I’ve always loved making things. When I was little, one of my favorite possessions was a large box my mom made me (covered in red and white gingham paper). I could store all my collected treasures in it (match boxes, ribbons, yarn, tin foil, and paper scraps) and pull them out when I felt the itch to make something. My other passion was books, and illustration combines reading, drawing, and making perfectly. I love being an illustrator. I still collect all kinds of treasures and am compelled to make something every day (even if it’s just a loaf of bread).
What role did your hometown play as you grew as an artist?
I grew up in Switzerland (and New Jersey) and moved quite a bit as a child.
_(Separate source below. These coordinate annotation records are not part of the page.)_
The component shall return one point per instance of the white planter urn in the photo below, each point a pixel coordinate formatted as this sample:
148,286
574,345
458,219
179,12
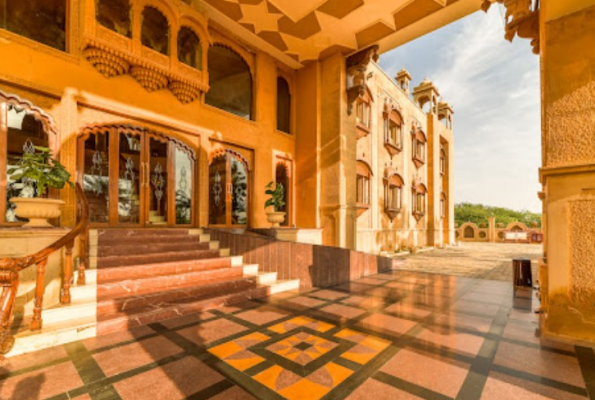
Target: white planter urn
276,218
37,210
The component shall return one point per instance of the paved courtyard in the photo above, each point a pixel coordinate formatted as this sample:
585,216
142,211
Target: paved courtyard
398,335
475,260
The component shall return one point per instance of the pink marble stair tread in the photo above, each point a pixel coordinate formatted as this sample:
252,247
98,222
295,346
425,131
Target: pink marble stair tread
118,261
159,283
156,239
125,249
143,316
116,274
125,303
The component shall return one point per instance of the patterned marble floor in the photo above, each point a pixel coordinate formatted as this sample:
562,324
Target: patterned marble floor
399,335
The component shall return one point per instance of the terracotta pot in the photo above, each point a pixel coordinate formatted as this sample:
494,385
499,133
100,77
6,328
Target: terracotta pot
37,210
276,218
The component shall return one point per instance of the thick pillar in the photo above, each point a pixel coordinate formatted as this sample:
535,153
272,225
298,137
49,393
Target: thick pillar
567,30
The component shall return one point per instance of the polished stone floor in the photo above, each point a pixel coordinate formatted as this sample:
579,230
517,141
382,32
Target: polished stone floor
399,335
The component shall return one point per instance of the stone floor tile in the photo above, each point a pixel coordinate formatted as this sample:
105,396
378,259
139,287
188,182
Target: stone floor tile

Maybe coming into new situations made me notice details others might take for granted, but I have a lot of very clear, happy memories of childhood, and I think that comes out in my drawings.
What do you like about illustration for children?
I think children and I share a love for details and a desire for accuracy when it comes to the story. I love picture book illustration because of the possibility of creating a whole new story with pictures, one that complements the words but may lead them in a new direction, introduce other characters, or even create a small parallel narrative in the pictures.
In your opinion, what’s the best way to get a child interested in art?
I think it’s important to give kids opportunity and supplies to make art, and help and instructions only when they ask for them. Exposure to books, pictures, nature, and the outdoors will help develop their creativity.
Did you have any favorite picture books when you were a child? How about now?
Some favorite books I remember are all of Richard Scarry’s books, A Bell for Ursli (A. Carigiet/S.Chonz), Zeralda’s Ogre (Ungerer), The Very Hungry Caterpillar (Carle), and Bread and Jam for Francis (Hoban). My family jokes that my favorite books are all food-related. I could never decide on a current favorite. I love having access to books and amazing illustrators from all over the world through the internet, though the variety is a bit dizzying. Some classic family books we’ve happily been rereading for 10+ years are Owl Babies by Martin Waddell, as well as Goodnight Gorilla and 10 Minutes till Bedtime by Peggy Rathmann.
How will you celebrate the new year?
We will probably take the dog for a long walk, make a fire, eat fondue, and set off sparklers on New Year’s Eve.